The core failure is breathtaking. A consultant reportedly estimated rock density at eight percent when reality screamed 80%. As Director Raitoko rightly stated, rocks littered the surface – visible to anyone. This was not a hidden fault; it was a fundamental, avoidable error that should have been caught in the design phase. Proceeding without thorough geotechnical checks, as admitted, was reckless. The result? Costs ballooned from the initial P707 million to P3.4 billion – a burden shouldered by every Motswana taxpayer.
But the true cost is not just in pula. It’s etched onto the landscape and lives of Kanye. First, lives are disrupted daily by blasting. Heavy machinery drills and explodes through the rocky terrain, often mere metres from homes. Residents endure constant fear and actual damage – cracks appearing in their walls, their peace shattered. As one source admitted, blasting happens multiple times, inevitably damaging houses built unknowingly on rock. This isn’t just construction noise; it’s domestic terror for families.

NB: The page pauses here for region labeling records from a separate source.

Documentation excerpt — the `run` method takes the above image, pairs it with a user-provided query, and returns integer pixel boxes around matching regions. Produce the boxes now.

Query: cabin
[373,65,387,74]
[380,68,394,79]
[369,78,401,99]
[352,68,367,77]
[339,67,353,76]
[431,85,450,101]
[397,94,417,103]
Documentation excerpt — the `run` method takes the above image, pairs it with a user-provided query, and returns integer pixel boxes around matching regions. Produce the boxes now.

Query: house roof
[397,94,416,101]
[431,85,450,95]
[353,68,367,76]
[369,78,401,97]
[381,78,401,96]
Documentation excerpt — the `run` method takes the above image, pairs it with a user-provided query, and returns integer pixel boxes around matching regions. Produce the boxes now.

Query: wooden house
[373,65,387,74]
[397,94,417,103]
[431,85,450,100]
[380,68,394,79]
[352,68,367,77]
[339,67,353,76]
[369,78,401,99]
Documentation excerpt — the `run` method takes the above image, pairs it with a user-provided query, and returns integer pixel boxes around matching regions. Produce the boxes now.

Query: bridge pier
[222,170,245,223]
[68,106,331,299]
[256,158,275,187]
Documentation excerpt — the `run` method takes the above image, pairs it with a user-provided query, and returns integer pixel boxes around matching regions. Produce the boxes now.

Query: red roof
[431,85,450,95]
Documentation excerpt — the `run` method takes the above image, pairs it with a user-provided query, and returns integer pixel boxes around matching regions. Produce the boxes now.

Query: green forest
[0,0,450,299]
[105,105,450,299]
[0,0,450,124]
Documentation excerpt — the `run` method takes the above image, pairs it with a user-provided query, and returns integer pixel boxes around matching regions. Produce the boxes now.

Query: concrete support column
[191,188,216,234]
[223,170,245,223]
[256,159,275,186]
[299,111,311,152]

Second, lives are stalled by unfairness and frustration. Landowners face a nightmare as negotiations for easements drag on for years. Compensation payments are delayed, deemed unfair, or outright refused. Homeowners feel powerless, their properties invaded, their concerns seemingly ignored. Some simply refuse access, labelled “impossible” by contractors, causing costly diversions and delays. This is not negotiation; it is a breeding ground for coercion and bitter confusion, leaving families in limbo.
Third, the ripple effects impact everyone. Water seepage, unexpected challenges importing materials, and the need to re-route pipelines add layers of complexity and cost. The entire community is now a permanent construction zone, its natural rhythm and environment disrupted indefinitely by a project riddled with avoidable problems.
Enough is enough. To all involved in tendering – consultants, government evaluators, bidding contractors: Consultants must remember your reports are not just paperwork; they are blueprints for real-world impact. Survey sites thoroughly. Challenge assumptions. Be brutally honest about ground conditions. Lives and livelihoods hang on your accuracy.
The P2.7 billion error is a national scandal. But the greater scandal is the human cost borne by the people of Kanye – the fear, the disruption, and the unfairness. Tender processes are not abstract administrative exercises. They are the foundation upon which communities are built or broken. It is time for everyone in the chain to look beyond the bottom line, see the faces affected, and finally, consistently, do the right thing. Batswana deserve nothing less.